Ringing is a method used to monitor and study wild bird populations. Marking idividuals makes it possible to study migration routes and patterns, and population dynamics (birth rates, survival rates, causes of mortality). The continuity of the programme, which began in Belgium in 1927, makes it possible to study long-term trends, which is particularly relevant when assessing the state of the environment and the effects of climate change.
The Belgian Bird Ringing Centre seeks to: organise the collection of quality data, by a coherent network of qualified volunteer ringers; make this data available to scientists, professionals and amateurs, authorities and decision makers; and promote the development of knowledge by being involved in graduate training; develop dedicated research programmes in nature conservation.
The objectives of the Belgian Bird Ringing Centre are to contribute to conservation biology focusing on continuity in data collection, sample quality, methodological analysis, and the promotion of environmental studies. As such, the centre is helping Belgium, and its federated units, to meet their bird population monitoring obligations, especially those of migratory birds.
The centre’s main areas of expertise are: the study of migration routes and patterns, population fluctations, invasive species problems, long-term monitoring of sensitive species, epidemiological surveillance in wild birds, and sharing knowledge with the public.
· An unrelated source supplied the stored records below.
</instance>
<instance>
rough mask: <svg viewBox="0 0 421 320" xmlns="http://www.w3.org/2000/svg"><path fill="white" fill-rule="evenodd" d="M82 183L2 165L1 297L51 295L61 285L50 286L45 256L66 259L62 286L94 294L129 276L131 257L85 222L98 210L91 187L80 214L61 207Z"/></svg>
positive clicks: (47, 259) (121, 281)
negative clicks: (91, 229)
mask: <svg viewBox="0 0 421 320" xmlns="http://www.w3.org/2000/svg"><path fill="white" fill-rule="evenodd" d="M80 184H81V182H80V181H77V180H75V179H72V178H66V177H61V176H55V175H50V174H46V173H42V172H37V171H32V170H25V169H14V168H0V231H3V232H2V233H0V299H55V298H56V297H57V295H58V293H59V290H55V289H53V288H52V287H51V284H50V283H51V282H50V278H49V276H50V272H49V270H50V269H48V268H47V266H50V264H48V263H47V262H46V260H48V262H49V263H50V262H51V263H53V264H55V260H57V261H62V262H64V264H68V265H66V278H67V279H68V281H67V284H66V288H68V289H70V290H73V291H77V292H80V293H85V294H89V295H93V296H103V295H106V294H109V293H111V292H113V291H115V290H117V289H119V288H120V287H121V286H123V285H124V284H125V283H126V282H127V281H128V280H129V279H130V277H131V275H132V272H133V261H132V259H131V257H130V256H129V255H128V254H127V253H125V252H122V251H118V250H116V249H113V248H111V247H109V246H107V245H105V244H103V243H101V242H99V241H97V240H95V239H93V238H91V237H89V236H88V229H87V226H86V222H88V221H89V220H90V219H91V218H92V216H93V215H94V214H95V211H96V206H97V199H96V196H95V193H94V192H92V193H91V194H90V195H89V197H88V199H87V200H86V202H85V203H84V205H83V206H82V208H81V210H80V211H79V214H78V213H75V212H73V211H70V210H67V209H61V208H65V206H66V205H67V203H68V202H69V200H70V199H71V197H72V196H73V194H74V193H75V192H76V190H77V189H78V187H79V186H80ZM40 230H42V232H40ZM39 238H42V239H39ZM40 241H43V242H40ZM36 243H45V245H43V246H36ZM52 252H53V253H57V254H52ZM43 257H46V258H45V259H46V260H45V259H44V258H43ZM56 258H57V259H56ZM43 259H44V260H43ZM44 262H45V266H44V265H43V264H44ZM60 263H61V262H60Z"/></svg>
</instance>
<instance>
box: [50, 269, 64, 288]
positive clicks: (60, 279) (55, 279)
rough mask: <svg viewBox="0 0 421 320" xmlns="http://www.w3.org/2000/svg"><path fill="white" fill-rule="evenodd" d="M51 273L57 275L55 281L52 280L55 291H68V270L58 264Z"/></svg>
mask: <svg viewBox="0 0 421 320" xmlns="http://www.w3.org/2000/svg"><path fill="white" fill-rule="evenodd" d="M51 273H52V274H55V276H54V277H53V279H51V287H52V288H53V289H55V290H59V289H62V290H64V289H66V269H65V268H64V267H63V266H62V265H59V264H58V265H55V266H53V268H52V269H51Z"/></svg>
One of its programmes, Falcons for Everyone, is popular with the general public. Started in 2005, this project puts the peregrine falcon couple nesting at St Michael and St Gudula Cathedral in Brussels on display via a system of webcams and screens. This system offers the public the opportunity to watch the nesting cycle with continuous live footage available on a website and at the observation post on the square in front of the cathedral in April-May.
The Belgian Bird Ringing Centre is part of the EURING network, the association of European bird ringing centres. The centre works directly with universities with a view to exploiting the data.
This work is carried out in Belgium with the help of a network of 51 ringing groups and stations with a total of 374 volunteer ringers. In 2012, 675,011 wild birds were ringed in Belgium.
The RBINS Bird Ringing Centre is primarily financed by the Belgian Science Policy Office and by the ringers themselves.